En este sentido, el Alto Tribunal ha subrayado que la subsistencia de los requisitos jurisdiccionales es comprobable de oficio y su desaparición importa la de poder juzgar (Fallos: 315:466) y que, entre tales extremos, se halla la inexistencia de gravamen cuando las circunstancias sobrevinientes han tornado inoficiosa la decisión pendiente (Fallos: 313:1081).

En mérito de lo expuesto, este Tribunal RESUELVE:

DECLARAR ABSTRACTA la cuestión debatida en torno al pronunciamiento de fecha 16/09/2020; con costas en la Alzada por su orden, en atención a la forma en que se decide (Art. 68, 2do. Parr. del CPCC).

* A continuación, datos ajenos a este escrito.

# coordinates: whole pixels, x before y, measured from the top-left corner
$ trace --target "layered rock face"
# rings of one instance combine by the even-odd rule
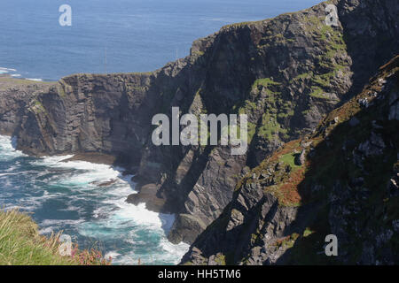
[[[338,8],[338,26],[325,24],[328,4]],[[398,15],[395,0],[336,0],[223,27],[153,73],[77,74],[20,99],[2,90],[2,101],[20,106],[10,114],[0,104],[0,128],[27,153],[102,152],[137,168],[140,194],[129,201],[177,213],[169,239],[192,242],[251,168],[311,133],[397,53]],[[247,114],[246,155],[221,146],[154,146],[152,118],[170,116],[173,106],[195,115]]]
[[[247,173],[182,263],[399,263],[398,107],[399,56],[315,134]],[[337,256],[325,253],[330,234]]]

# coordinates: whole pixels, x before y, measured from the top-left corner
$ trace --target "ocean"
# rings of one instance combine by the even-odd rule
[[[189,54],[197,38],[223,25],[258,20],[316,0],[2,0],[0,75],[57,80],[76,73],[145,72]],[[61,27],[61,4],[72,26]],[[166,235],[173,215],[125,203],[135,193],[121,168],[35,158],[0,136],[0,205],[32,213],[43,234],[63,231],[98,247],[114,264],[176,264],[188,245]],[[98,183],[116,180],[110,186]]]

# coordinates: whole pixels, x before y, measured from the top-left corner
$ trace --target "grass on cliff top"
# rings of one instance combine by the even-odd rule
[[[59,254],[60,234],[38,233],[32,218],[17,210],[0,211],[0,265],[106,265],[110,262],[95,250],[72,247],[72,255]]]

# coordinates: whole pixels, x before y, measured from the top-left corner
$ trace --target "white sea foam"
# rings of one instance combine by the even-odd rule
[[[11,143],[11,138],[0,136],[2,154],[5,152],[13,158],[21,156]],[[68,211],[74,215],[73,219],[47,216],[39,221],[41,233],[67,229],[71,235],[80,234],[100,243],[110,242],[106,256],[112,256],[116,264],[137,264],[138,258],[145,264],[177,264],[180,261],[189,246],[174,245],[166,237],[175,220],[174,215],[150,211],[144,203],[126,203],[127,196],[137,192],[135,183],[131,181],[132,175],[122,176],[121,168],[84,161],[62,162],[72,157],[44,157],[22,162],[40,169],[23,172],[24,176],[34,178],[31,185],[35,193],[19,199],[18,206],[24,210],[35,211],[44,203],[61,202],[61,207],[55,213],[61,213],[61,218],[67,216]],[[0,178],[3,181],[3,177],[15,178],[11,174],[15,174],[20,167],[13,164],[12,170],[3,171]],[[98,186],[111,180],[113,182],[109,186]],[[43,183],[46,184],[45,189]],[[114,248],[113,242],[118,242],[123,248]]]

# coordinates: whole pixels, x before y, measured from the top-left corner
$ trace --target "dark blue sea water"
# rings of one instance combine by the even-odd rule
[[[75,73],[141,72],[189,54],[192,42],[226,24],[301,10],[317,0],[1,0],[0,74],[59,80]],[[60,27],[59,7],[72,7]],[[177,54],[176,54],[177,50]],[[188,249],[166,234],[173,215],[125,203],[131,176],[67,157],[34,158],[0,136],[0,205],[32,212],[41,233],[98,242],[118,264],[175,264]],[[108,187],[98,183],[115,180]]]
[[[1,0],[0,67],[25,78],[153,71],[189,54],[226,24],[262,19],[319,0]],[[72,7],[72,27],[59,7]],[[1,72],[1,70],[0,70]]]

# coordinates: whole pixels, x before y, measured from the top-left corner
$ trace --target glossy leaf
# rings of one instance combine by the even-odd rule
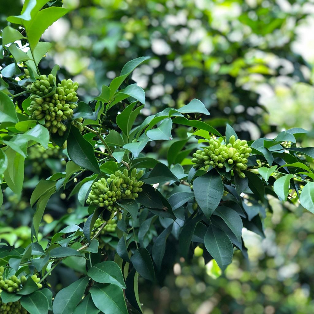
[[[96,282],[116,284],[123,289],[126,288],[121,269],[111,261],[94,265],[89,270],[87,274]]]
[[[275,192],[283,200],[287,200],[289,194],[290,180],[293,177],[293,175],[292,174],[284,176],[277,179],[274,183]]]
[[[300,197],[301,204],[314,214],[314,182],[308,182],[302,189]]]
[[[220,175],[214,170],[197,178],[193,182],[195,199],[208,219],[219,204],[224,194]]]
[[[142,277],[151,281],[155,279],[155,271],[152,259],[148,251],[139,247],[134,252],[130,259],[134,268]]]
[[[120,287],[96,284],[89,292],[95,305],[106,314],[128,314],[123,290]]]
[[[100,174],[100,169],[90,143],[76,127],[70,131],[68,140],[68,152],[71,160],[83,168]]]
[[[0,91],[0,123],[18,122],[14,104],[7,95]]]
[[[206,249],[224,270],[231,263],[233,255],[233,246],[229,237],[222,230],[210,225],[205,234],[204,243]]]
[[[73,313],[82,300],[89,281],[88,277],[84,277],[60,290],[53,301],[53,314]]]

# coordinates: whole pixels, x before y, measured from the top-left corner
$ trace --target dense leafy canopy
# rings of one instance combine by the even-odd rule
[[[235,251],[246,254],[243,226],[263,236],[259,214],[271,208],[271,198],[314,212],[314,148],[300,146],[305,130],[241,140],[229,124],[221,127],[225,120],[211,123],[216,110],[208,111],[211,104],[188,94],[179,97],[180,106],[157,106],[145,117],[145,92],[129,77],[153,56],[126,62],[88,103],[78,103],[78,83],[62,79],[58,66],[41,74],[40,61],[51,46],[40,40],[67,13],[59,4],[25,1],[2,33],[0,204],[3,189],[12,199],[28,195],[24,224],[31,226],[1,236],[1,306],[14,302],[12,309],[30,314],[141,312],[139,276],[162,281],[173,262],[191,261],[198,245],[205,262],[214,259],[225,270]],[[239,19],[243,24],[249,23],[247,13]],[[274,20],[268,31],[283,22]],[[226,37],[228,30],[217,29],[208,40],[213,32],[218,42]],[[198,61],[195,56],[195,84],[208,84],[214,74],[244,79],[243,62],[249,73],[270,73],[267,65],[256,68],[245,56],[233,57],[232,50],[217,72],[219,49],[210,57],[204,49]],[[203,62],[214,76],[202,79]],[[147,153],[156,145],[165,158]],[[50,210],[70,202],[74,208],[54,219]],[[60,289],[50,275],[66,269],[71,279]]]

A los fines del Art. 110 del Reglamento para la Justicia Nacional, se deja constancia de la integración de esta Sala según Resolución CFASM 43/2020.

Regístrese, notifíquese, publíquese (Acordada CSJN 24/13 y ley 26.856) y devuélvase digitalmente.

ALBERTO AGUSTÍN LUGONES

NÉSTOR PABLO BARRAL

MARCOS MORÁN

NOTA: Para dejar constancia que las disposiciones del presente Acuerdo fueron emitidas en forma virtual y electrónica por los señores jueces Alberto Agustín Lugones, Néstor Pablo Barral y Marcos Morán, quienes actualmente integran la Sala II de esta Cámara Federal de Apelaciones de San Martín y suscribieron a través de la firma electrónica (Acord. CSJN 4/2020, 6/2020, 8/2020, 10/2020, 12/2020, 13/2020, 14/2020, 16/2020, 18/2020, 25/2020, 27/2020 y 31/2020; Acord. CFASM 61/2020 resoluciones y providencias de presidencia del Tribunal 20/3/2020, 1/4/2020, 13/4/2020, 27/4/2020, 12/5/2020, 26/5/2020, 9/6/2020, 30/6/2020, 20/7/2020 y 28/7/2020; y DNU PEN 297/2020, 325/2020, 355/2020, 408/2020, 459/2020, 493/2020, 520/2020, 576/2020, 605/2020, 641/2020, 677/2020, 714/2020, 754/2020, 792/2020, 814/2020, 875/2020, 956/2020, 1033/2020 y 67/2021).

Secretaría Civil N° 2, de febrero de 2021.